Analysis: The pleadings disclosed that the plaintiff was not merely seeking rectification of the register, but was alleging fraudulent transfer and reduction of her shareholding, challenging the validity of the transfer itself, disputing title to the shares, and seeking declaratory and injunctive reliefs in respect of her individual rights. The scope of Section 59 of the Companies Act, 2013 was treated as confined to correction of the register and related reliefs against the company's entry or omission, while the Tribunal was not viewed as the proper forum to adjudicate complex disputed title, allegations of fraud, and independent proprietary rights between individual shareholders. The bar under Section 430 was held to operate only to the extent the Tribunal is empowered to determine the matter, and the civil court's jurisdiction was preserved where the controversy lay beyond simple rectification.

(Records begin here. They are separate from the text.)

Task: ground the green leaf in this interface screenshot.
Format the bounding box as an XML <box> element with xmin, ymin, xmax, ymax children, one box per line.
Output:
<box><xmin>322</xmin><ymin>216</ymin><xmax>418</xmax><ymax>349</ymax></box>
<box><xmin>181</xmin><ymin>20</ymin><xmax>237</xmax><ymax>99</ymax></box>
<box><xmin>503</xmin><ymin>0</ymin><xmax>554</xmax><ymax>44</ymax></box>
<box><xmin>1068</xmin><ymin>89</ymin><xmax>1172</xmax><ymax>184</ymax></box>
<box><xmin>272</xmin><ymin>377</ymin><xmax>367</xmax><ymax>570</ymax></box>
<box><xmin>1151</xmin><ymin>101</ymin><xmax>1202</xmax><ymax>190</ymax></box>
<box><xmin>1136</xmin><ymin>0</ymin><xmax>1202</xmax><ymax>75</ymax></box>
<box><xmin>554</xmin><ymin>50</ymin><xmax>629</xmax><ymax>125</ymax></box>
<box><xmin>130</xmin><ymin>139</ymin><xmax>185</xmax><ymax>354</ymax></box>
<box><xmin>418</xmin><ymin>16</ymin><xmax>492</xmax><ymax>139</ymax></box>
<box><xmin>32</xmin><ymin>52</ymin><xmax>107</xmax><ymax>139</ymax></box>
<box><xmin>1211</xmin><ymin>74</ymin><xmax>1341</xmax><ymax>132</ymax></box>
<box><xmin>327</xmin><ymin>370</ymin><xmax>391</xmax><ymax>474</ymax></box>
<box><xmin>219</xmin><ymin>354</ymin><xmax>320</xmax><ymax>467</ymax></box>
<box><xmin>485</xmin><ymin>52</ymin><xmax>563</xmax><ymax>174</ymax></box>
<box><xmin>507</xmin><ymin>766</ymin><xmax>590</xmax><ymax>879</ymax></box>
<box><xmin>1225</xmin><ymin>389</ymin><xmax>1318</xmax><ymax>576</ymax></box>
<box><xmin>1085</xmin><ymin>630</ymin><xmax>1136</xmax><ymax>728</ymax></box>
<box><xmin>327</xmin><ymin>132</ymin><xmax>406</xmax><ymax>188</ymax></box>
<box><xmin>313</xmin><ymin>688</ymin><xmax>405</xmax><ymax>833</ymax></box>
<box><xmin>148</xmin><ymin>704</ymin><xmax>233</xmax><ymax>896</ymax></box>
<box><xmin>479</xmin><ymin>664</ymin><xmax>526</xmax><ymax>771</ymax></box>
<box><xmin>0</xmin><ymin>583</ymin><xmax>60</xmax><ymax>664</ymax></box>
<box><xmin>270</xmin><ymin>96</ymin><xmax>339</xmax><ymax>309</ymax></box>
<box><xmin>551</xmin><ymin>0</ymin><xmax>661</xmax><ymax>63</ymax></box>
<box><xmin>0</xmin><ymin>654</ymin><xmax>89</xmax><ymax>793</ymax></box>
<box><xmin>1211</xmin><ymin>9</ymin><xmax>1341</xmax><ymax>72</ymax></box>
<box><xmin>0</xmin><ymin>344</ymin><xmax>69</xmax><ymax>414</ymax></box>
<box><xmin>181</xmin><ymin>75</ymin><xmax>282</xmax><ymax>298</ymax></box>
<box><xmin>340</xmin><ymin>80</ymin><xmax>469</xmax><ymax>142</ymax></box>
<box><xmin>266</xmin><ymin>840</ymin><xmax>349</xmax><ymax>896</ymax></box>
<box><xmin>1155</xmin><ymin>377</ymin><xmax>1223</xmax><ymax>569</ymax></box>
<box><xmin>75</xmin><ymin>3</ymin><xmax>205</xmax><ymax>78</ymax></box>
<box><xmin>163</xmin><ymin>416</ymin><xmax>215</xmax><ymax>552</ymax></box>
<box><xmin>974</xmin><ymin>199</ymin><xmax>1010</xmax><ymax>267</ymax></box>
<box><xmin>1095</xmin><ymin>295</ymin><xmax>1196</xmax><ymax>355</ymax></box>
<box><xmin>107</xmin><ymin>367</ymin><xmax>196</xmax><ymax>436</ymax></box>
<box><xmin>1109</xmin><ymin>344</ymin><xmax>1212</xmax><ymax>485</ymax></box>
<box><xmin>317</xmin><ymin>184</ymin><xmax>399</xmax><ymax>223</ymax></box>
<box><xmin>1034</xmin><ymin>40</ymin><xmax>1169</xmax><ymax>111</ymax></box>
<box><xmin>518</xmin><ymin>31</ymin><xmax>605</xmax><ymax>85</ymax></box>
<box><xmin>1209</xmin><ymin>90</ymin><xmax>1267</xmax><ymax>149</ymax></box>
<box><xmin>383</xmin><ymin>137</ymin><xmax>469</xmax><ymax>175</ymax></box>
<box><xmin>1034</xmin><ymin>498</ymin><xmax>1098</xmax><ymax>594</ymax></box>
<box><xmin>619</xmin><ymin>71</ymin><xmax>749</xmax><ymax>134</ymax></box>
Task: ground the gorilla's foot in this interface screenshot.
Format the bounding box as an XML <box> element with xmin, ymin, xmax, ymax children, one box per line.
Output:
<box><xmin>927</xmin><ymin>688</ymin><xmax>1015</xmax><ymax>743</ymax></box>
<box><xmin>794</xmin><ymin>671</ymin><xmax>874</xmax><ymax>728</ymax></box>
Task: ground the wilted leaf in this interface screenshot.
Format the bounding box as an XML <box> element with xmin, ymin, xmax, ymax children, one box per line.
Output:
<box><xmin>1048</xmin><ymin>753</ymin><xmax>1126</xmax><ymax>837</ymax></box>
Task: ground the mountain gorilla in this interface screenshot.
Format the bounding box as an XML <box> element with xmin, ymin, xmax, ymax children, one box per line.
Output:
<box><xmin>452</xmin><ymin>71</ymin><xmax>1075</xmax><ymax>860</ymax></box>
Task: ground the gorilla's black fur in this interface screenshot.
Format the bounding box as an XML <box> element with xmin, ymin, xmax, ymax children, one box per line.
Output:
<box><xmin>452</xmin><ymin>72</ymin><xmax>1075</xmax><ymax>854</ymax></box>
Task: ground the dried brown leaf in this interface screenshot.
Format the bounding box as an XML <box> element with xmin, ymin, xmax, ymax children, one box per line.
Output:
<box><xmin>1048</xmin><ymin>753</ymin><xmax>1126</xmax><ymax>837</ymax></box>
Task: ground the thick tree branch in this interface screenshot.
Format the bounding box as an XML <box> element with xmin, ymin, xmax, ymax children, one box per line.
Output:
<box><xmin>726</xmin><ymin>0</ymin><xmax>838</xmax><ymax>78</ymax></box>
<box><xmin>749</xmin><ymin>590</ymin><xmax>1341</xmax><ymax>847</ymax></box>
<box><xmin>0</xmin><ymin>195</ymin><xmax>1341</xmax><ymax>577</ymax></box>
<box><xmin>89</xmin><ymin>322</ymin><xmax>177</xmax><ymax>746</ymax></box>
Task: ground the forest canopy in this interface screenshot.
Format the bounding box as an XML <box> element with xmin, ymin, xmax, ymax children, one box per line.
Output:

Conclusion: The application for rejection of the plaint was dismissed, and the civil suit was held to be maintainable.
Final Conclusion: The dispute was held to be one of fraudulent transfer and contested share title, not a mere rectification proceeding, so the civil court was not divested of jurisdiction.
Ratio Decidendi: Where the reliefs sought require adjudication of disputed title, allegations of fraud, and individual rights in shares, the remedy is not confined to rectification proceedings before the Tribunal and the civil court's jurisdiction is not barred by the Companies Act, 2013.